New PM has good relationship with Irish counterparts
Published 12/07/2016 | 02:30
It was at a charity function in the Irish Embassy in London last January that many journalists first learned of Theresa May's off-beat sense of humour.
The then Home Secretary was guest speaker at a function hosted by Ambassador Dan Mulhall to honour the Journalists' Charity, which covers Britain and Ireland. She noted that the charity had a residential facility for journalists who had fallen on hard times.
Ms May said MPs at the House of Commons shared the concept of sheltering distressed colleagues. "But we just call it the House of Lords," she quipped.
Ms May is much more of a known quantity than her would-be rival, Andrea Leadsom, who exited the election for prime minister yesterday. She already has a good personal and working relationship with her Irish opposite number, Frances Fitzgerald, who has met her regularly in recent years both in London and via EU justice ministers' meetings.
"I have enjoyed working with Theresa in recent times and I look forward to her ongoing contacts with the Irish Government. It has all the potential to be a mutually beneficial relationship," Ms Fitzgerald told the Irish Independent.
Foreign Affairs Minister Charlie Flanagan congratulated the soon-to-be prime minister and wished her well. "Ms May comes to the job at a time of great challenge for Britain, Europe and of course the entire island of Ireland," Mr Flanagan said.
Dublin officials preparing for the upcoming Brexit negotiations are apprehensive on a number of issues. The terms upon which Britain leaves the EU are central to Ireland's fortunes in trade, the border with the North, and the Common Travel Area between the two islands, which has existed since the foundation of the State.
In October 2014, both Ms May and Ms Fitzgerald signed an accord in the Irish Embassy that made it easier for Asian visitors to travel to both jurisdictions.
Ms Fitzgerald said Ms May took a keen interest in matters that Britain had in common with Ireland on justice and security. The new prime minister was seen as just nominally on the 'Remain' side in the June 23 referendum and did little campaigning.
Yesterday she made it clear that the referendum result must be honoured. But she has also suggested that it may be into 2017 before the UK uses its prerogative under Article 50 to trigger the exit talks.

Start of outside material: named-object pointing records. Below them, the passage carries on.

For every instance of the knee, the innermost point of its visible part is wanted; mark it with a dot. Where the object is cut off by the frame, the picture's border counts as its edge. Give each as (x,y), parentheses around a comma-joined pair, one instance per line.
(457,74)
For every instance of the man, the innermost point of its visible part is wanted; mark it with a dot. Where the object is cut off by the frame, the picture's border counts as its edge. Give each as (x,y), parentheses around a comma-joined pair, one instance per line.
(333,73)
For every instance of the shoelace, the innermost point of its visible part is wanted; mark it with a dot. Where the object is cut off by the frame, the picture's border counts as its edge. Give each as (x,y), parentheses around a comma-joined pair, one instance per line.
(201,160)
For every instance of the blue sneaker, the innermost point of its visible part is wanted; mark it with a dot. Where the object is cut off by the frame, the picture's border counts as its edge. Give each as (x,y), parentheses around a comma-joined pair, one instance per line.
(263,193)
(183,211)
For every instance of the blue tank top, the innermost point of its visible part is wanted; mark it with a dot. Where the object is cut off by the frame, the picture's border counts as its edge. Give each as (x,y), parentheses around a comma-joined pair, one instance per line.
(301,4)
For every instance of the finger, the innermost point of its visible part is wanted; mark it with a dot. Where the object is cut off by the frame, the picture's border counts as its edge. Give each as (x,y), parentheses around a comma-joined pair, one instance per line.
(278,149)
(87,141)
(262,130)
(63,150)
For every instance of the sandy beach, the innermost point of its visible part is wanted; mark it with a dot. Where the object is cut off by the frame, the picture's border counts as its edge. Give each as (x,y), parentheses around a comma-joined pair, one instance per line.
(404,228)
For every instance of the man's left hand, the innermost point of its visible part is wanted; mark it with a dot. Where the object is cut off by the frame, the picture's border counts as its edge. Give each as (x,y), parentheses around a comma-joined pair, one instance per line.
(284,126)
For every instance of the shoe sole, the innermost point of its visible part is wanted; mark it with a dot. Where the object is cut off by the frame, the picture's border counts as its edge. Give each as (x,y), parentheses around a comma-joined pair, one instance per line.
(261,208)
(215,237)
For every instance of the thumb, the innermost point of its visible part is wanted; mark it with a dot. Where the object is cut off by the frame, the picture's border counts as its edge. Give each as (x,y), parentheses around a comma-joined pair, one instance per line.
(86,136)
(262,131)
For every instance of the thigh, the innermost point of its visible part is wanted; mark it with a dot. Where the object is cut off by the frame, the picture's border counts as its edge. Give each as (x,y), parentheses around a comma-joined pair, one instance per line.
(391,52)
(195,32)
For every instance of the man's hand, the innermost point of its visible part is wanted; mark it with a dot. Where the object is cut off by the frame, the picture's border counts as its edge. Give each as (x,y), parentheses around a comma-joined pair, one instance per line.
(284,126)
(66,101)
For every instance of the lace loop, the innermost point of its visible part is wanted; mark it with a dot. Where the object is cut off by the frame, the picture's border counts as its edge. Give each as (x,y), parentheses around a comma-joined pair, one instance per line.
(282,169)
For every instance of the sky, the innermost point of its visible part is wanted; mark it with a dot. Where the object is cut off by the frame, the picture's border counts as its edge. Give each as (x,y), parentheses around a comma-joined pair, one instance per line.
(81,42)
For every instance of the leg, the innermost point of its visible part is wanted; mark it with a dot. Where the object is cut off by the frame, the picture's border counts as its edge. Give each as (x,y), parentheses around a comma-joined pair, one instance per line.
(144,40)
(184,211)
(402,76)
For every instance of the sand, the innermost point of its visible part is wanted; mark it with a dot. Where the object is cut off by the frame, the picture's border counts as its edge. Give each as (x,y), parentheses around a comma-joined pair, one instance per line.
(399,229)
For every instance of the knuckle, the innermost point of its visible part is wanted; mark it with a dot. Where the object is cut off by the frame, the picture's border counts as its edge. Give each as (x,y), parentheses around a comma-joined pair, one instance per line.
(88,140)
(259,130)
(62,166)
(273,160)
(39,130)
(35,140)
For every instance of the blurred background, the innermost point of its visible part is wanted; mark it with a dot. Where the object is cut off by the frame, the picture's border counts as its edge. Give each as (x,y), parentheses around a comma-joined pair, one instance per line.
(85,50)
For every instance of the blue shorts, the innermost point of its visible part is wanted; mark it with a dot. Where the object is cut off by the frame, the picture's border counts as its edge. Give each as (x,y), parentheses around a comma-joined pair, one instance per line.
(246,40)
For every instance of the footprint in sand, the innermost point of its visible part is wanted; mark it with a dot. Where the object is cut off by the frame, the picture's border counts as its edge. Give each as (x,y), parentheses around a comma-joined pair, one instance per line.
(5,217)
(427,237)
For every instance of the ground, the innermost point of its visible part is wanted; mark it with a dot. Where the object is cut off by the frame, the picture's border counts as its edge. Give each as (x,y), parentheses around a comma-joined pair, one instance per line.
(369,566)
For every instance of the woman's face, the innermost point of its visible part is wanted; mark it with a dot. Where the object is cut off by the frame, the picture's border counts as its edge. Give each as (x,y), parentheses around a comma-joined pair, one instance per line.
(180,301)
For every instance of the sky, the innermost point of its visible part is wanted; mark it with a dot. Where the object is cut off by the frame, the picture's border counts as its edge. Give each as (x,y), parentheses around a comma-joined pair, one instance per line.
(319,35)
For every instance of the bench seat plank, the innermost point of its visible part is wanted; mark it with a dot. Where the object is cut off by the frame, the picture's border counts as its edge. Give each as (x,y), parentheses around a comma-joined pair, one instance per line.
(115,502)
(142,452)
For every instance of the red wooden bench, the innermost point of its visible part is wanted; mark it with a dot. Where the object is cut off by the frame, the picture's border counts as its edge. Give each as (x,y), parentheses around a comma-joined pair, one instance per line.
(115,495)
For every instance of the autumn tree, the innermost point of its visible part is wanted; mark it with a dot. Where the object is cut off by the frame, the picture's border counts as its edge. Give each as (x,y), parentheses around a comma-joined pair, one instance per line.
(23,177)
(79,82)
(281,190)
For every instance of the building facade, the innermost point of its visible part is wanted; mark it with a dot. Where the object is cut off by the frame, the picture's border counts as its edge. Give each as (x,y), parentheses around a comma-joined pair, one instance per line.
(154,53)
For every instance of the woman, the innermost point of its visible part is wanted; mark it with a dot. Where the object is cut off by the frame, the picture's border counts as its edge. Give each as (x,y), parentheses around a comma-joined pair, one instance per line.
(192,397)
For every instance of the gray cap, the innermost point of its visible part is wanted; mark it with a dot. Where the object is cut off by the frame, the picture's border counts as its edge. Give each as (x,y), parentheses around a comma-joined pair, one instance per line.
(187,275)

Dublin officials are concerned about statements she has made about the need to repeal the Human Rights Act, which takes the European Convention on Human Rights (ECHR) into British law. The ECHR operates under the aegis of the larger Council of Europe, which is separate from the European Union.
This rights declaration is also central to the Good Friday Agreement, as it underpins many of the rights guaranteed in the 1998 document. The Irish Government has already strongly opposed this change and officials now hope that more positive signals from Ms May could be nearer the mark.
Both Taoiseach Enda Kenny and the Irish administration enjoyed cordial and good working relations with outgoing Prime Minister David Cameron, who took office in May 2010, just 10 months before Mr Kenny was elected Taoiseach. Mr Cameron had a very arm's-length role in the North's ongoing fragile peace process but his work at crucial times was appreciated by Dublin. Both Mr Cameron and the Taoiseach agreed a tough stance in talks at Stormont in December 2015, which ended with compromises between the Democratic Unionist Party and Sinn Féin. Officials must now work on building a new set of relationships as the personal element in politics is often quite important to the business outcomes.
Irish officials are pleased the UK leadership vote yielded an early result. But it comes as doubts are emerging about the Taoiseach's future.